On the right-click menu, I’m going to visualize the cluster assignments. Here they are. This would make most sense if we plot the cluster against the instance number.
Remember the iris data: the first 50 instances are one kind of iris, and the next 50 are another, and the third 50 are another. Well, this looks too good to be true. Here the first 50 are in one cluster, the second 50 are in another cluster, and the third 50 are in another cluster. And in data mining, if things look too good to be true, they probably are. The problem here, when you think about it, is that one of the attributes is the “class”, and it’s not really fair to include the class when we’re doing the clustering. On the clustering panel we can ignore attributes. I’m going to ignore the “class” attribute and try again.
Now I’ve got 61 instances in one cluster and 50 in another and 39 in another. If I visualize the cluster assignments and choose the cluster here, I get a different picture. You can see that the first cluster looks pretty good, but there are some errors here, some green things have crept into this second thing. For the last 50 items of the dataset, which all belong to one class of iris, we’ve got a whole bunch of stuff coming in here from another [class]. That’s not looking so good. How do you tell which instances are in which cluster? To do that, there’s a filter called “AddCluster”. It’s an unsupervised attribute filter called AddCluster. In this filter, we can specify a clusterer.

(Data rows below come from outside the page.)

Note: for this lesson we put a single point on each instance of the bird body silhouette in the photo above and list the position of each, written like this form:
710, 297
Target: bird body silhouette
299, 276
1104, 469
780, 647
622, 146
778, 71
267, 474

Here we specified SimpleKMeans, and I’ll choose 3 clusters again. I’m going to apply the filter, and that’s going to add a new attribute. Let’s do this. You can see that we’ve got a new attribute. It’s called “cluster”, attribute 6. If we edit this dataset, we can have a look at the values for the last attribute and compare them with the class. This is an unsupervised filter, so the class was not used when running the filter. The clustering is done just on the basis of the first four attributes. You can see that the iris-setosas are all in cluster 2. The next lot of irises, versicolors, are mostly in cluster 1 – there are a couple of cluster 3’s here.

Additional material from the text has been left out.